# Hansel and Gretal Cottage, May14



## The Wombat (May 25, 2014)

*I went to visit my mate who lives in Nowheresville, Lincolnshire, and made a detour on the way back to revisit this little gem. Not much history on the place, but I reckon it has been derelict at least five years. The occupant liked horses, had false teeth, and had a strange interest in hyms. It has a gorgeous exterior, which nature is slowly recovering, and is set against some woodlands.

Sorry, but I’m not particularly keen to share the location of this one, as I don’t want it to get any further trashed & looted.

Explore on my own.*
































Was there ever a top one hundred hymns list ever compiled!?

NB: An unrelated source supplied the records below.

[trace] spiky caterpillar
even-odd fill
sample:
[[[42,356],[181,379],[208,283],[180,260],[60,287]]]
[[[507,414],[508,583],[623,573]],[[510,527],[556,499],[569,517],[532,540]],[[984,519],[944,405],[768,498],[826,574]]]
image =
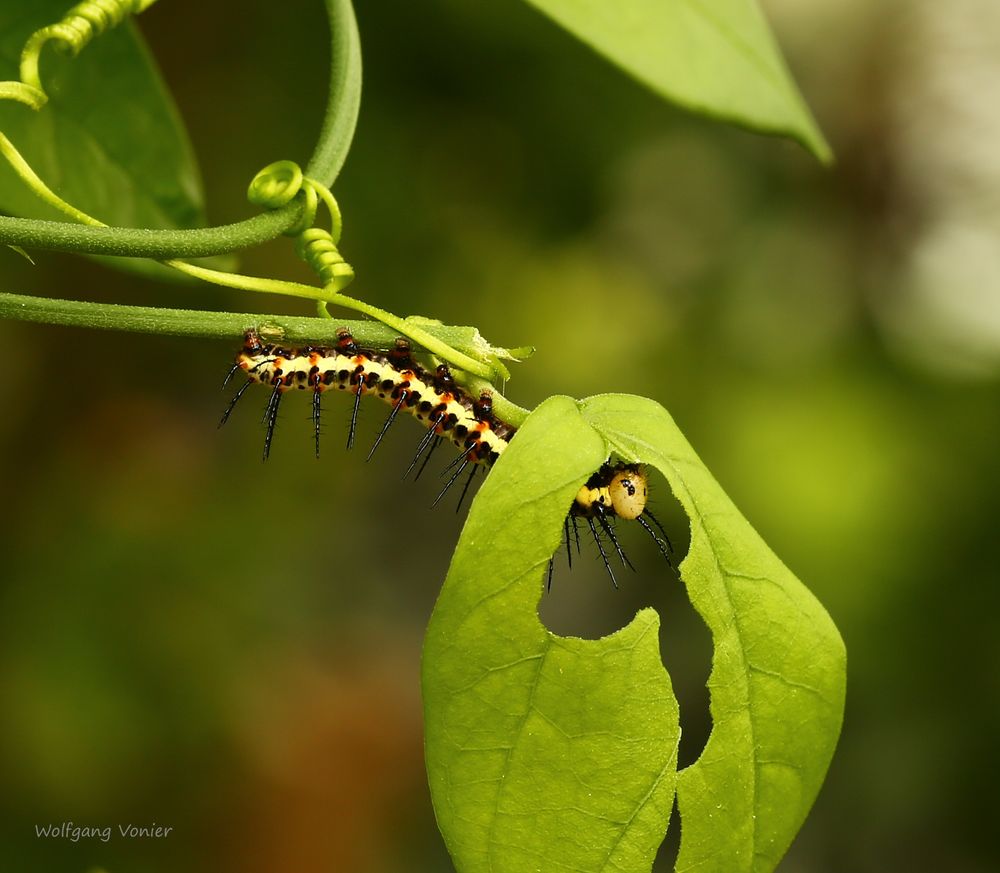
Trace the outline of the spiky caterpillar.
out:
[[[264,458],[267,459],[274,437],[274,427],[278,417],[278,407],[282,396],[288,391],[312,391],[312,419],[315,432],[316,454],[319,455],[321,397],[326,391],[338,390],[354,396],[354,408],[348,431],[347,446],[354,443],[355,426],[361,397],[373,394],[391,406],[389,416],[379,431],[375,443],[368,453],[374,454],[382,437],[400,412],[407,412],[420,421],[428,430],[407,469],[413,469],[425,450],[430,447],[424,465],[430,454],[444,439],[450,440],[458,448],[460,455],[450,466],[456,467],[448,482],[438,494],[436,504],[447,493],[455,480],[467,466],[473,465],[468,480],[462,489],[459,506],[465,498],[472,476],[480,466],[490,467],[503,454],[514,437],[517,428],[501,421],[493,414],[493,403],[489,392],[474,397],[455,382],[447,365],[441,364],[433,371],[425,369],[411,355],[410,344],[399,338],[387,352],[363,349],[354,341],[346,328],[337,331],[337,342],[332,347],[305,346],[284,348],[261,341],[256,331],[248,330],[244,335],[243,348],[236,356],[236,363],[230,377],[242,370],[247,382],[233,397],[222,416],[225,424],[234,407],[250,385],[271,386],[271,396],[264,412],[267,432],[264,438]],[[228,379],[227,379],[228,382]],[[423,466],[421,466],[421,470]],[[419,473],[418,473],[419,475]],[[638,464],[606,463],[581,486],[569,512],[564,527],[567,556],[570,553],[570,524],[579,549],[577,519],[586,521],[597,543],[604,566],[617,587],[614,572],[601,543],[595,520],[614,545],[623,565],[631,566],[615,536],[610,520],[622,518],[637,520],[655,540],[660,552],[669,562],[670,541],[662,525],[647,507],[649,482],[645,470]],[[646,521],[649,518],[663,533],[663,539]],[[609,520],[610,519],[610,520]],[[551,582],[551,564],[549,568]]]
[[[472,463],[492,465],[507,447],[515,428],[497,421],[488,393],[473,399],[456,384],[446,364],[431,373],[413,360],[410,344],[399,338],[389,352],[361,349],[346,328],[337,332],[332,348],[306,346],[285,349],[265,345],[255,331],[247,331],[242,351],[236,357],[250,382],[272,386],[268,404],[268,433],[264,457],[271,449],[274,420],[281,395],[291,390],[313,392],[313,422],[316,427],[316,453],[319,454],[319,398],[331,390],[349,392],[355,397],[355,410],[365,394],[374,394],[392,406],[391,417],[379,439],[400,411],[408,412],[427,426],[433,435],[450,439]],[[246,387],[246,386],[244,386]],[[230,405],[226,416],[232,410]],[[354,443],[351,419],[348,448]],[[376,441],[372,451],[378,446]]]
[[[601,544],[601,538],[597,533],[597,528],[594,525],[594,519],[597,519],[597,523],[603,528],[604,532],[608,535],[608,539],[611,540],[611,544],[615,547],[615,551],[618,553],[618,557],[621,558],[622,564],[624,566],[632,567],[632,562],[629,561],[625,552],[622,551],[621,546],[618,544],[618,538],[615,536],[614,528],[612,528],[609,521],[609,516],[612,518],[623,518],[627,521],[635,520],[642,525],[643,530],[646,531],[656,543],[657,548],[660,550],[660,554],[666,558],[667,563],[670,564],[670,552],[673,547],[670,545],[670,538],[667,536],[667,532],[663,529],[663,525],[657,520],[656,516],[653,515],[652,511],[647,506],[649,501],[649,477],[646,474],[646,470],[640,464],[601,464],[601,468],[594,473],[581,487],[576,494],[576,498],[573,500],[573,504],[569,508],[569,513],[566,515],[566,520],[563,523],[563,532],[566,541],[566,558],[569,561],[570,566],[573,565],[572,551],[570,550],[569,541],[569,529],[570,525],[573,527],[573,534],[577,543],[577,551],[580,548],[580,537],[576,526],[577,518],[583,518],[586,520],[590,532],[594,537],[594,542],[597,543],[597,550],[601,553],[601,560],[604,561],[604,567],[608,571],[608,575],[611,577],[611,584],[618,587],[618,583],[615,580],[615,574],[611,570],[611,564],[608,562],[608,556],[604,551],[604,546]],[[652,526],[649,524],[649,519],[656,525],[660,533],[663,535],[662,539]],[[552,562],[549,562],[549,584],[552,582]]]

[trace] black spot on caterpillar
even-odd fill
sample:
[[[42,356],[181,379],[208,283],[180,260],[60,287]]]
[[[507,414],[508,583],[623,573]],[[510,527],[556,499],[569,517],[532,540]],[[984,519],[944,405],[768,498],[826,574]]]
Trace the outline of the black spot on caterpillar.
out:
[[[458,508],[461,508],[476,470],[489,468],[496,463],[517,432],[516,427],[501,421],[494,414],[492,395],[488,391],[484,391],[479,397],[470,395],[455,381],[446,364],[441,364],[434,370],[425,369],[414,360],[409,342],[402,337],[395,341],[392,349],[382,352],[360,348],[350,332],[346,328],[341,328],[337,331],[337,342],[334,346],[283,348],[263,343],[256,331],[248,330],[244,335],[243,348],[237,354],[236,363],[226,378],[226,384],[239,370],[246,373],[247,382],[230,401],[219,426],[226,423],[250,385],[255,383],[269,385],[271,394],[263,417],[266,424],[264,460],[267,460],[271,452],[281,398],[288,391],[312,392],[312,421],[317,457],[320,445],[321,398],[325,392],[334,390],[344,391],[353,397],[351,423],[347,434],[348,448],[354,445],[358,407],[363,395],[376,395],[391,407],[368,453],[369,460],[400,412],[412,415],[427,428],[427,433],[420,440],[410,466],[403,474],[404,478],[423,457],[423,462],[417,471],[419,478],[434,450],[443,441],[451,441],[458,448],[459,455],[445,469],[445,473],[450,472],[451,475],[432,505],[437,505],[459,476],[471,466],[469,477],[458,501]],[[640,465],[603,464],[580,488],[566,515],[563,532],[570,566],[572,566],[571,526],[578,552],[580,548],[577,519],[585,520],[590,528],[604,567],[616,588],[618,583],[604,550],[601,533],[613,545],[622,565],[631,567],[632,564],[614,532],[614,522],[619,518],[638,521],[656,542],[657,548],[669,563],[672,550],[670,540],[663,526],[646,505],[648,495],[649,480]],[[660,533],[654,530],[650,521],[656,525]],[[551,584],[552,561],[550,560],[549,587]]]

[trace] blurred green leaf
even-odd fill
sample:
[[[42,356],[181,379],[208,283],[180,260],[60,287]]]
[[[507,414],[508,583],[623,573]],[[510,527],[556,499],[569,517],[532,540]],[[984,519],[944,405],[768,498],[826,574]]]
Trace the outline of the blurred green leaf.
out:
[[[668,100],[831,160],[756,0],[527,2]]]
[[[582,403],[609,449],[658,469],[691,519],[681,575],[712,632],[712,733],[678,779],[678,870],[773,870],[805,820],[840,734],[846,658],[819,601],[767,547],[667,411]]]
[[[477,495],[427,631],[427,769],[460,873],[648,870],[666,831],[679,726],[656,613],[598,641],[537,615],[566,509],[612,453],[659,469],[690,516],[682,576],[715,644],[714,728],[677,783],[677,869],[772,870],[833,753],[844,651],[823,608],[662,407],[552,398]]]
[[[7,0],[0,6],[0,80],[18,77],[25,40],[58,21],[71,5]],[[38,112],[0,103],[0,130],[49,187],[106,224],[189,228],[205,223],[201,181],[183,122],[131,22],[94,39],[76,58],[46,47],[41,70],[49,102]],[[6,164],[0,166],[0,209],[27,218],[63,219]],[[133,269],[150,266],[105,260]]]

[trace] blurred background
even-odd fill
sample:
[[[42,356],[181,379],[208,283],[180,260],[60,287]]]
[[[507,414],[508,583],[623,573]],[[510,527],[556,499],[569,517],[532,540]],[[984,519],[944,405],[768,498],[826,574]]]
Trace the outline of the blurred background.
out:
[[[824,170],[663,104],[524,4],[358,5],[364,101],[336,186],[352,292],[537,346],[508,386],[524,406],[655,398],[826,605],[847,714],[782,871],[998,869],[1000,6],[767,0],[837,153]],[[252,214],[249,179],[316,137],[322,4],[175,0],[141,26],[211,220]],[[0,257],[8,291],[307,313]],[[243,268],[309,280],[287,241]],[[0,379],[4,869],[451,870],[419,657],[462,517],[427,508],[434,475],[400,482],[419,428],[365,464],[331,398],[316,461],[292,398],[262,465],[261,392],[216,430],[235,341],[13,322],[0,340],[34,376]],[[365,406],[360,446],[385,411]],[[596,555],[557,562],[541,614],[597,636],[661,612],[689,763],[711,644],[652,543],[623,536],[621,591]],[[35,837],[64,821],[174,830]]]

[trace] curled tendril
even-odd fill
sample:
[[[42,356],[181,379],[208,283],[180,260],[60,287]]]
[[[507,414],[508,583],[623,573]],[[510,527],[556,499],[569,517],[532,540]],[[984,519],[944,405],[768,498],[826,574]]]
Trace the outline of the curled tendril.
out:
[[[296,252],[322,279],[323,287],[342,291],[354,278],[354,269],[337,248],[342,221],[340,207],[329,188],[303,175],[294,161],[275,161],[254,176],[247,189],[251,203],[268,209],[285,206],[299,193],[304,198],[302,221],[285,233],[296,238]],[[330,213],[329,231],[313,227],[320,200]]]
[[[319,207],[319,195],[316,193],[316,189],[309,184],[308,179],[303,180],[301,191],[304,198],[302,203],[302,217],[296,224],[293,224],[285,231],[285,236],[298,236],[316,223],[316,209]]]
[[[142,12],[153,0],[84,0],[67,12],[61,21],[36,30],[21,52],[21,81],[43,96],[38,60],[42,47],[55,40],[76,55],[95,36],[117,27],[129,15]]]
[[[302,190],[304,178],[302,168],[295,161],[275,161],[253,177],[247,199],[257,206],[279,209],[295,199]]]
[[[24,82],[0,82],[0,100],[16,100],[32,109],[41,109],[47,99],[44,92]]]
[[[354,278],[354,268],[337,250],[329,231],[321,227],[302,231],[295,240],[295,250],[316,271],[325,288],[342,291]]]

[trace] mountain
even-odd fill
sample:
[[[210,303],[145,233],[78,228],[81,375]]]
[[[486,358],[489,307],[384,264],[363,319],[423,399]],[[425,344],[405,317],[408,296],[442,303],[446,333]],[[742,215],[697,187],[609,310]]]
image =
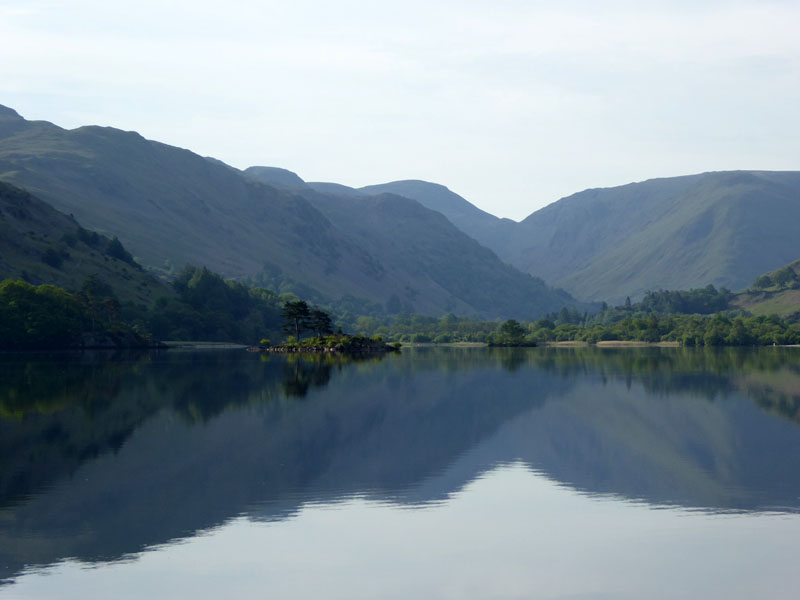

This house is like a tardis - much bigger inside than you expect


















​Thanks for looking


----------



## tumble112 (May 25, 2014)

Great pics, the external shots give a nice perspective.


----------



## Ninja Kitten (May 25, 2014)

awwwwww so sweet!!


----------



## Mikeymutt (May 25, 2014)

Cracking place.such a cosy little cottage.


----------



## Zedstar (May 25, 2014)

Brilliant find bud.... great piano...


----------



## Desolate Nation (May 25, 2014)

What a fab little place...nice find


----------



## LENNY147 (May 25, 2014)

Looks good mate


----------



## skankypants (May 25, 2014)

Great little find that pal..


----------



## Jodee1kenobi (May 26, 2014)

Oooo lovely! Thanks for sharing


----------



## DirtyJigsaw (May 26, 2014)

Lovely. Cracking first shot!


----------



## mrtoby (May 26, 2014)

top drawer stuff


----------



## krela (May 26, 2014)

Maybe whoever lived there was organist at the local church. That's lovely thank you.


----------



## King Al (May 26, 2014)

Great find Wombat, amazing amount of character in such a tiny building! Slightly disappointed in the lack of structural gingerbread, cake and sweets though...


----------



## flyboys90 (May 26, 2014)

Beautiful cottage in a idyllic setting,ace pics.


----------



## Stealthstar79 (May 26, 2014)

Your right it's much bigger than you expect!
Great shots, really is a cute little place


----------



## The Wombat (May 26, 2014)

Many thanks everyone for your comments 




King Al said:


> Great find Wombat, amazing amount of character in such a tiny building! Slightly disappointed in the lack of structural gingerbread, cake and sweets though...



Lol King Al
Structural gingerbread might have been better; the upstairs is getting a bit creaky


----------



## Onmyown (May 26, 2014)

That's a smashing little cottage..nice pics too,thanks


----------



## Sshhhh... (May 26, 2014)

Cute little place!


----------



## The Wombat (Jun 16, 2014)

Thanks Onmyown & Sshhhh


----------